Diageo, which makes Guinness, Harp, Smithwicks, Kilkenny and a variety of spirits, said it stopped exporting to Russia and Ukraine a week after the invasion started on February 24.
More than 750 multinational firms have so far said they are exiting or suspending activities in Russia after the country’s invasion of Ukraine triggered an unprecedented spate of sanctions.
“Our priority is the safety of our people in Ukraine and the wider region,” Lisa Cashin, a spokeswoman for Diageo Ireland, said in a statement to the Irish Independent. “We have paused the export of our products to Ukraine and Russia while we focus on supporting our employees and the humanitarian relief effort.”
Diageo, which began distribution to Russia in 2006, also suspended the local production of its beers, which were brewed locally under licence by third parties.
Diageo’s business in Russia contributed less than 1pc to sales and operating profit in the first half of the current financial year. The spirits giant has just under 300 employees in Russia and only a handful in Ukraine.
Several pubs in Moscow reported that stocks of Guinness and Kilkenny have disappeared entirely with some bars resorting to selling cans of Western lager.
“I was in an Irish bar last night and have not had any Guinness for two to three weeks and they say there is none to be had in Moscow,” said Irishman Chris Weafer, the founder and chief executive of Macro-Advisory, an emerging markets consulting firm. “There’s plenty of Harp still and loads of Teeling Whiskey but none of the black stuff.”
Mr Weafer, who has lived and worked in Russia for 24 years, said his pint of Harp has jumped by 60pc to 560 roubles (€7.38) from 350 roubles in mid-February. “A lot of places changed prices when the rouble hit 120 versus the dollar on March 8 but have not cut back as the rouble recovered to 73 roubles.”
Oleg, a barman at Harat’s Pub in New Arbat street, Moscow, said he had poured the last pints of Guinness a week ago.
“Our last barrels of Guinness and Kilkenny have finished sadly but we have plenty of other Western beers and Russian beer in stock,” Oleg said. “There is talk of sourcing some Russian-made Guinness but we haven’t seen it yet or tried it.”
Russian-owned Harat’s, which started in Siberia, claims to be the largest chain of Irish pubs in the world with 72 pubs in 43 cities across Russia. Harat’s press service didn’t reply to emailed requests for comment.
Moscow has several pubs that are owned by Irish publicans, including Paddy’s Irish Pub located near to Belorusskaya railway station. Paddy’s is run by Steve Conway, who has two other pubs in the Russian capital.
David Pearce, vice-chairman and treasurer of the Irish Business Club in Moscow, held his leaving do at Paddy’s last week after deciding to leave Russia after 22 years.
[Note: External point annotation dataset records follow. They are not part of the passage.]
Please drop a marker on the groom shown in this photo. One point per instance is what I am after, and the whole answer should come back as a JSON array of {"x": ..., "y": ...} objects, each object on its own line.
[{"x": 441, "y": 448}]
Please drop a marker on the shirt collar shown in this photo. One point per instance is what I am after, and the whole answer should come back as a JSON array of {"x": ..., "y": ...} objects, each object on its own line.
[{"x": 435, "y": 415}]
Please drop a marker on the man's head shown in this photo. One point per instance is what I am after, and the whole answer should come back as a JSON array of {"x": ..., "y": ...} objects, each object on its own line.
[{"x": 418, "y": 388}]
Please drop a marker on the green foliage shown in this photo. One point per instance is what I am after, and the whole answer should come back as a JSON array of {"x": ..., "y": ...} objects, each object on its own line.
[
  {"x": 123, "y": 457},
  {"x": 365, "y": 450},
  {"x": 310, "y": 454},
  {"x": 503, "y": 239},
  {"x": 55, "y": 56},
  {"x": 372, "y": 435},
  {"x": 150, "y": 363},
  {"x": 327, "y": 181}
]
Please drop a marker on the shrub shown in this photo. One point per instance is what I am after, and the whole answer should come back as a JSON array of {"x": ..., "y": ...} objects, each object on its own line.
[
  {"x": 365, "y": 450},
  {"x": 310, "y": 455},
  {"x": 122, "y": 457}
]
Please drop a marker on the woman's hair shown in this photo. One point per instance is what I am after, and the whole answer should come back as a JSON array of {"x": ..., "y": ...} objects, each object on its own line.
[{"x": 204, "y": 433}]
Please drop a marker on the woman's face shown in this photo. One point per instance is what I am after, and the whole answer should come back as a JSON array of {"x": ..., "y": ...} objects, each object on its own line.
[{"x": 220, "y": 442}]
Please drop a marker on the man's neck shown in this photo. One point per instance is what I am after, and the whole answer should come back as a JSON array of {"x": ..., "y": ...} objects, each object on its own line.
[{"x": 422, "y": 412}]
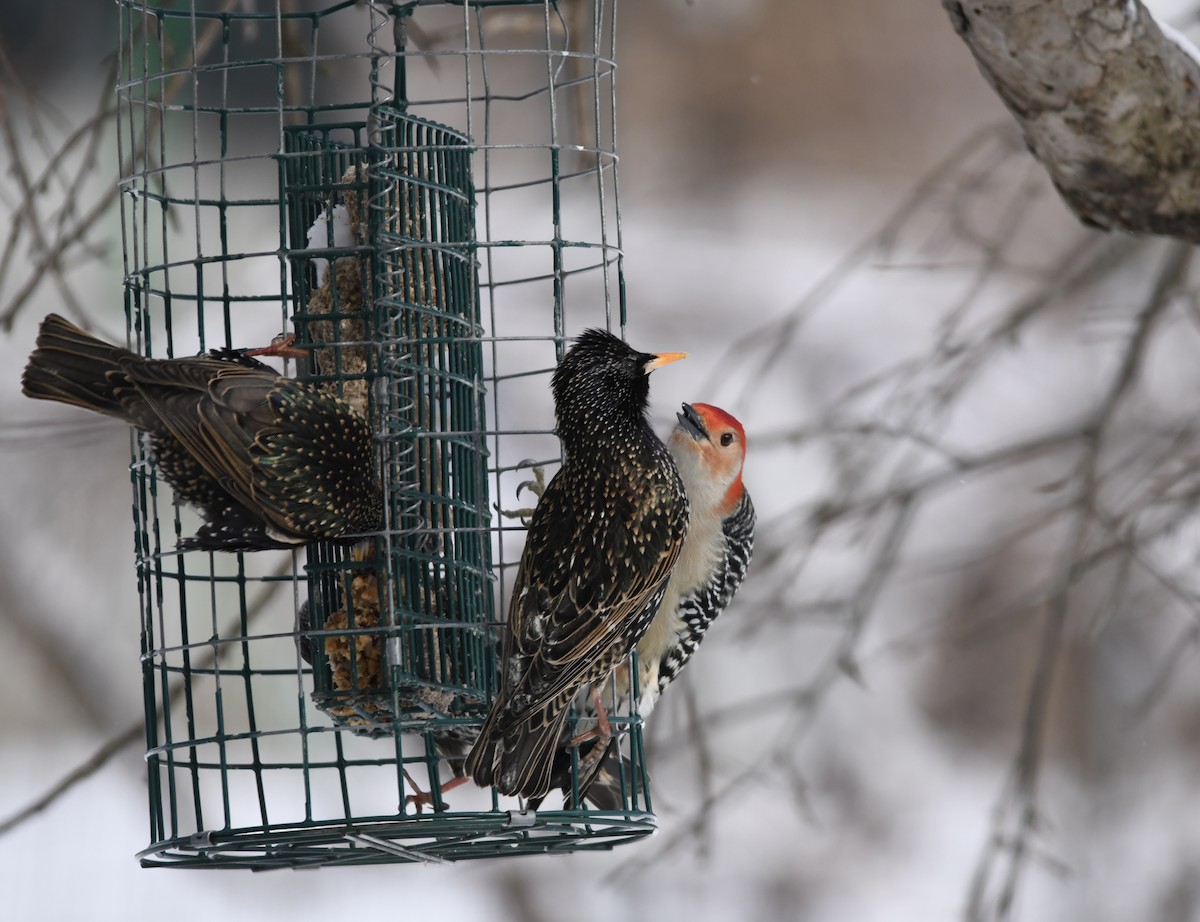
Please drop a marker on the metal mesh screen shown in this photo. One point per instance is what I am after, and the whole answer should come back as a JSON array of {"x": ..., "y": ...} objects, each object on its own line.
[{"x": 426, "y": 193}]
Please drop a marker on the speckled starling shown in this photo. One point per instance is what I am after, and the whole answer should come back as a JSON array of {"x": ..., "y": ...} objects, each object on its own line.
[
  {"x": 709, "y": 448},
  {"x": 600, "y": 548},
  {"x": 268, "y": 461}
]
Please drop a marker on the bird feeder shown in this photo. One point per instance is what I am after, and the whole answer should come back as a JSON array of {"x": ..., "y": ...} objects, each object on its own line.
[{"x": 426, "y": 195}]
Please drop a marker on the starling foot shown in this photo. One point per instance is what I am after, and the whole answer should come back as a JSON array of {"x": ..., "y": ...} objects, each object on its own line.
[
  {"x": 537, "y": 486},
  {"x": 426, "y": 797}
]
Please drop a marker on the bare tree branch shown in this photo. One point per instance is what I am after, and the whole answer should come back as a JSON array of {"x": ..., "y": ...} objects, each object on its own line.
[{"x": 1108, "y": 102}]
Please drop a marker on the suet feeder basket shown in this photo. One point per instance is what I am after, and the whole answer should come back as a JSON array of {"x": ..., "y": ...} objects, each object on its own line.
[{"x": 426, "y": 195}]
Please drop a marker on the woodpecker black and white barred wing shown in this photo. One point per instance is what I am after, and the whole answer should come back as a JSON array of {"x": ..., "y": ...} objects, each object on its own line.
[{"x": 701, "y": 608}]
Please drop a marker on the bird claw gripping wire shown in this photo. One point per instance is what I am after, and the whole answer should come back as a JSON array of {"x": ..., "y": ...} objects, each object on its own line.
[{"x": 537, "y": 486}]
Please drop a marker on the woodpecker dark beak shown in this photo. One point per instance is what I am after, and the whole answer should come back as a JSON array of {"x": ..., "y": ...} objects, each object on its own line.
[{"x": 693, "y": 423}]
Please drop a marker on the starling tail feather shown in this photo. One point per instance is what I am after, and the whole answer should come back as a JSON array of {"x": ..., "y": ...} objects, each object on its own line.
[
  {"x": 269, "y": 461},
  {"x": 600, "y": 548}
]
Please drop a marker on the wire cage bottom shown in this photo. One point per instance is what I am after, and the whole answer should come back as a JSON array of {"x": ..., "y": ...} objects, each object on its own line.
[{"x": 382, "y": 840}]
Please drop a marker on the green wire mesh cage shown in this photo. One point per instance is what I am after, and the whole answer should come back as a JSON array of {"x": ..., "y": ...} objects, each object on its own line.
[{"x": 425, "y": 193}]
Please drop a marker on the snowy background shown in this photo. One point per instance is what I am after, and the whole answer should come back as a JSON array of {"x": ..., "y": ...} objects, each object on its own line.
[{"x": 827, "y": 208}]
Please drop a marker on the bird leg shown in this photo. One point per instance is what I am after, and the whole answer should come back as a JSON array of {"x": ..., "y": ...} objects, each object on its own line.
[
  {"x": 603, "y": 730},
  {"x": 426, "y": 797},
  {"x": 537, "y": 486},
  {"x": 283, "y": 347}
]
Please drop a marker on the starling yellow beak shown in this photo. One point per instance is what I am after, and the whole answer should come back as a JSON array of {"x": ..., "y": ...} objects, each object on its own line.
[{"x": 664, "y": 358}]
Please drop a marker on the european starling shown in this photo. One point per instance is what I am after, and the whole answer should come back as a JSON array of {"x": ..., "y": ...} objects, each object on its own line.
[
  {"x": 708, "y": 447},
  {"x": 268, "y": 461},
  {"x": 600, "y": 548}
]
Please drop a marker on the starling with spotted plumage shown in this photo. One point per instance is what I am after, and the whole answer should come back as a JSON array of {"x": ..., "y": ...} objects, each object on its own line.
[
  {"x": 598, "y": 555},
  {"x": 269, "y": 462}
]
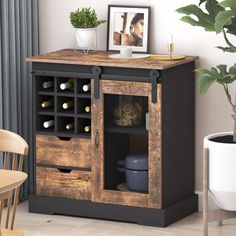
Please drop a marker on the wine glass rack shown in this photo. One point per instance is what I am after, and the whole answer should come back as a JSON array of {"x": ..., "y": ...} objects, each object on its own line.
[{"x": 63, "y": 112}]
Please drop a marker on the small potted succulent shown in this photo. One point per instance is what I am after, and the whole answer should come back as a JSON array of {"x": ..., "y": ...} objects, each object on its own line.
[
  {"x": 85, "y": 22},
  {"x": 219, "y": 17}
]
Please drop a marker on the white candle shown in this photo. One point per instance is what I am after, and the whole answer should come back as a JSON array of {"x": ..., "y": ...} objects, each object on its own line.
[
  {"x": 170, "y": 39},
  {"x": 126, "y": 52}
]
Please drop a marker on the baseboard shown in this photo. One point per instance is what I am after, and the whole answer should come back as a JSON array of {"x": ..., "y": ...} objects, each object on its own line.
[{"x": 211, "y": 203}]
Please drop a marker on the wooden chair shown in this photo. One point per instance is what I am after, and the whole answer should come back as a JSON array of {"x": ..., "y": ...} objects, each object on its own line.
[{"x": 14, "y": 149}]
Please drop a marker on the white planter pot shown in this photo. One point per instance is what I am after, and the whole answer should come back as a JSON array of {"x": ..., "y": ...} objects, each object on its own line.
[
  {"x": 222, "y": 171},
  {"x": 85, "y": 39}
]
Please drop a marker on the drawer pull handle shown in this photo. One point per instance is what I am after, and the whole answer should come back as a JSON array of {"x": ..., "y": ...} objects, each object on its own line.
[
  {"x": 65, "y": 138},
  {"x": 62, "y": 170},
  {"x": 96, "y": 140}
]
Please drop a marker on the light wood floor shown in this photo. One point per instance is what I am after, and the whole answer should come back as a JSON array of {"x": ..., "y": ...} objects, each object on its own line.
[{"x": 38, "y": 224}]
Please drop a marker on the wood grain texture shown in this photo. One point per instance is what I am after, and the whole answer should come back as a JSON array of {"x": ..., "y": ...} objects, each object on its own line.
[
  {"x": 54, "y": 183},
  {"x": 99, "y": 194},
  {"x": 74, "y": 153},
  {"x": 97, "y": 138},
  {"x": 69, "y": 56},
  {"x": 155, "y": 151}
]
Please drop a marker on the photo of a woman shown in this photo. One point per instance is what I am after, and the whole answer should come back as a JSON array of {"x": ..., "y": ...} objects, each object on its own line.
[
  {"x": 135, "y": 35},
  {"x": 128, "y": 26}
]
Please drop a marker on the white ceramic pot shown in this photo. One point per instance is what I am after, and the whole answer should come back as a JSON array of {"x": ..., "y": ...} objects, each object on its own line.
[
  {"x": 86, "y": 38},
  {"x": 222, "y": 171}
]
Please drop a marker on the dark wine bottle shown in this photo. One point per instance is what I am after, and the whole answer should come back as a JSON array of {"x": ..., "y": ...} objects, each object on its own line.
[
  {"x": 70, "y": 126},
  {"x": 87, "y": 128},
  {"x": 48, "y": 84},
  {"x": 86, "y": 87},
  {"x": 67, "y": 85},
  {"x": 87, "y": 109},
  {"x": 68, "y": 105},
  {"x": 47, "y": 104}
]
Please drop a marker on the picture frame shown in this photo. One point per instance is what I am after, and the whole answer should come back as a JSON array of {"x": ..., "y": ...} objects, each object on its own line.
[{"x": 128, "y": 26}]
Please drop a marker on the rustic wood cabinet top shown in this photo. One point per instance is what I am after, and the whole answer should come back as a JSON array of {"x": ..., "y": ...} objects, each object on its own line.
[{"x": 101, "y": 58}]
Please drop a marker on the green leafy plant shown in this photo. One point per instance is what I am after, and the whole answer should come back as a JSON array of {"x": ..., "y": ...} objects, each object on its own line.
[
  {"x": 85, "y": 18},
  {"x": 219, "y": 17}
]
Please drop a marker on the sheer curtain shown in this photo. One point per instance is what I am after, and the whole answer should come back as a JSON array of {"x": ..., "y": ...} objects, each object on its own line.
[{"x": 18, "y": 39}]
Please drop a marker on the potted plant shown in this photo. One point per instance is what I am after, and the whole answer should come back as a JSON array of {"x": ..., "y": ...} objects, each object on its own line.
[
  {"x": 85, "y": 22},
  {"x": 219, "y": 17}
]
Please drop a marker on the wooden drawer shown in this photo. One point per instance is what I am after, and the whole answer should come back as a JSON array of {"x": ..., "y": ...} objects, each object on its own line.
[
  {"x": 51, "y": 150},
  {"x": 55, "y": 182}
]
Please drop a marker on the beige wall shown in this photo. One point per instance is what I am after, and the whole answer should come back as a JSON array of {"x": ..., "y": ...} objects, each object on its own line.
[{"x": 212, "y": 109}]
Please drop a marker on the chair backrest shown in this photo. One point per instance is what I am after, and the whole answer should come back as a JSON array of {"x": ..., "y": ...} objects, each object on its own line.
[{"x": 13, "y": 146}]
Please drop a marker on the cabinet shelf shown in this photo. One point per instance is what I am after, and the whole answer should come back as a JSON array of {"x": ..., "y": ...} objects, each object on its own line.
[
  {"x": 49, "y": 112},
  {"x": 48, "y": 92},
  {"x": 64, "y": 134},
  {"x": 84, "y": 95},
  {"x": 84, "y": 115},
  {"x": 127, "y": 130}
]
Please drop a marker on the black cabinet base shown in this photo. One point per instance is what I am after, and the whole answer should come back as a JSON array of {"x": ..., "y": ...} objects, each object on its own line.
[{"x": 143, "y": 216}]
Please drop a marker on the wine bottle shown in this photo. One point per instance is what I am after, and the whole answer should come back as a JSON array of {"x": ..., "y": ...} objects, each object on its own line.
[
  {"x": 87, "y": 109},
  {"x": 86, "y": 87},
  {"x": 69, "y": 126},
  {"x": 47, "y": 124},
  {"x": 67, "y": 85},
  {"x": 68, "y": 105},
  {"x": 47, "y": 104},
  {"x": 87, "y": 128},
  {"x": 48, "y": 84}
]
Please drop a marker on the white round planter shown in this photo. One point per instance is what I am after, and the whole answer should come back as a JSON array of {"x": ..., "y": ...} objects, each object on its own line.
[
  {"x": 222, "y": 171},
  {"x": 86, "y": 38}
]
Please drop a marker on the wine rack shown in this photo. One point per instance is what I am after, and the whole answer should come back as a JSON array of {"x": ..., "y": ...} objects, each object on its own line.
[
  {"x": 63, "y": 101},
  {"x": 140, "y": 108}
]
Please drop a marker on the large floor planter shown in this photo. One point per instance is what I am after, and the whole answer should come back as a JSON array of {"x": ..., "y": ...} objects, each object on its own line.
[
  {"x": 222, "y": 169},
  {"x": 86, "y": 39}
]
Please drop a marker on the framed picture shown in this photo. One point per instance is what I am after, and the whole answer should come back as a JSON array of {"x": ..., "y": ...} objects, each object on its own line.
[{"x": 128, "y": 26}]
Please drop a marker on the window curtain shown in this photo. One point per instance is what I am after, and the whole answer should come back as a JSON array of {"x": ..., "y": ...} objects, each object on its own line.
[{"x": 18, "y": 40}]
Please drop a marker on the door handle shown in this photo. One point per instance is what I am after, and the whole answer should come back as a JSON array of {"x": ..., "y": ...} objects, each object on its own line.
[{"x": 96, "y": 140}]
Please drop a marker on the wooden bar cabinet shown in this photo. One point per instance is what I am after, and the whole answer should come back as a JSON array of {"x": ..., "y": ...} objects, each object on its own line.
[{"x": 81, "y": 135}]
Mr Pearce and his friends, which included members from the Moscow Dragons Rugby Club, were served cans of Guinness as the bar had run out of Irish beer on tap.
“I had a great send-off but it was very sad to leave,” said Mr Pearce, who is now back at his family home in Skerries, Co Dublin.
“About 60pc of the Irish Business Club have now left Moscow and I had to go too, or I could have ended up in jail. It was an easy decision as my wife has family in Ukraine and I had to speak up when people were speaking nonsense about the war.”